Team NGHM@”Future Digital?” Poster Slam on September 30th at UB Osnabrück

This post was automatically translated from the German original at
Team NGHM@”Zukünftig digital?” Posterslam am 30. September in der UB Osnabrück.


At the University of Osnabrück, Digital Humanities methods are not only applied in teaching and research in many areas, but are also being developed, tested and made ready for application. In order to further develop the bundling and networking of these approaches and to discuss the question of what infrastructures the social sciences and cultural studies in particular need in the field of Digital Humanities for their work, the University Library has organised a series of events to invite scholars active in this field, representatives of university infrastructure institutions and university management to engage in dialogue.
On 12 May, a workshop with an accompanying poster exhibition already took place.

Also participating was the team from the Chair of Contemporary History and Historical Migration Research (Prof. Dr. Christoph Rass), from which a whole series of scholars have been participating for some time in an initiative group that would like to encourage the establishment of a dedicated DH centre at UOS. In the poster exhibition that accompanied the workshop programme, the NGHM working group was represented with contributions that presented the use of DH methods in research projects whilst also presenting ideas for expanding corresponding competencies in research and teaching.

On 30 September, a poster slam organised by the University Library followed. In this context, 13 posters were presented and discussed in short pitches to further advance dialogue between the disciplines.

Team NGHM contributed six presentations:

Lukas Hennies presented the project “Deadly Forced Labour in Karya 1943” and the use of digital methods in this context. He particularly highlighted the involvement of students in the project of digital documentation and prospection.

Can digital methods help to give migrantised people who are underrepresented in the existing museum and research landscape a stronger voice in telling their own stories?

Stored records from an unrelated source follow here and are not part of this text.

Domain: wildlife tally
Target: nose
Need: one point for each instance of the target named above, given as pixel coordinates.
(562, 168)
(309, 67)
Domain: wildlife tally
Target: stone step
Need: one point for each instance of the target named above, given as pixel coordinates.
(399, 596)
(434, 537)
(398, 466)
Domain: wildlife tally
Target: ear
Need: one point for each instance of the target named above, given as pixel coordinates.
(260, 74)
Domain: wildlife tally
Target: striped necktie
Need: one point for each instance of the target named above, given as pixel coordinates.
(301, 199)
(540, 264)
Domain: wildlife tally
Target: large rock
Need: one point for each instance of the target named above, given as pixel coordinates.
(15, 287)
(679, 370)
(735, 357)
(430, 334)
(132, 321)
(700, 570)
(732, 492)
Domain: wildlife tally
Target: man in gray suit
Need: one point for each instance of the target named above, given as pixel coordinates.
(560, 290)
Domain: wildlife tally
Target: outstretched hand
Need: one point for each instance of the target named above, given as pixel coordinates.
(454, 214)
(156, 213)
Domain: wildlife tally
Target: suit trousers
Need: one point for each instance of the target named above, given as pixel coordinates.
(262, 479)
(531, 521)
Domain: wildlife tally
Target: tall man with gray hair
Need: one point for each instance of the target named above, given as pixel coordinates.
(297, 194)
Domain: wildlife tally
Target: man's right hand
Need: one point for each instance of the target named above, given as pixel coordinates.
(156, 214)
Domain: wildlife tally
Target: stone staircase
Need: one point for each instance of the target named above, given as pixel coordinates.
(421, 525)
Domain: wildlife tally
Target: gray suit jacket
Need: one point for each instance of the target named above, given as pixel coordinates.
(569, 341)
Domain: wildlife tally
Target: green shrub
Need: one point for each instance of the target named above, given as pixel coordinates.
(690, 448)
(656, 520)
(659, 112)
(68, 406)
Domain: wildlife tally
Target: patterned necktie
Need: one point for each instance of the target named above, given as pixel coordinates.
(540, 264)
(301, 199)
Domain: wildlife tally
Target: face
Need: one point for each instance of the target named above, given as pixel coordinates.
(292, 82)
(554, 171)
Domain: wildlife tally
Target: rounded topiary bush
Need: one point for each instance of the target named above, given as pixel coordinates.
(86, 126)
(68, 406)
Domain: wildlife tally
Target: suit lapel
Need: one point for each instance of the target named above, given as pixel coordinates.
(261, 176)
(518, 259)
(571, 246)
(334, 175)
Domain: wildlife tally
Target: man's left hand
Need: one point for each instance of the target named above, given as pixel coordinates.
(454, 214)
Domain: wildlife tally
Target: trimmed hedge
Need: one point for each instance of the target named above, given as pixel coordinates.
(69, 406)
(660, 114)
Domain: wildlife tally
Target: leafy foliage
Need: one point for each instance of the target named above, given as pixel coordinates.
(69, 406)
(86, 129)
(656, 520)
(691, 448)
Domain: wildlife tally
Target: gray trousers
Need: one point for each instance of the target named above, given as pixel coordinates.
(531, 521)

This question is being pursued by the transfer project “Reflexive Migration Research in Museums” of the SFB 1604 “Production of Migration”, whose poster Annika Heyen presented as part of the poster slam.

Maik Hoops and Ahmet Celikten presented a poster on SFB 1604 – Production of Migration – Project A3 “‘You are guest worker children!’ Science, School and the Production of Figures of Migration”. In their pitch, they explained among other things the various methods for corpus analysis.

Lea Horstmann, representing Imke Selle, explained the project “The Emsland Camps as a Conflict Landscape in Transformation“. Within the framework of this project, students also received the opportunity to participate directly in university research work through a project seminar and to try out and create digital methods and products.

Johannes Pufahl presented the completed transnational project Mapping the Co-presence of Violence and Memory in Belarus with a focus on the project’s results. These take the form of three digital public history formats, which use various digital methods to address sites of violence in Belarus during the German occupation in World War II as well as their processing and memory culture.

Prof. Dr. Christoph Rass advocated in his poster pitch for the introduction of a Digital Humanities certificate in order to address current technical innovations and potentials in teaching as well and to enable students to acquire competencies in this area.

After the successfully completed poster pitches, a winning pitch was also selected among the 13 contributors. Annika Heyen was able to win the best pitch for Team NGHM. Congratulations!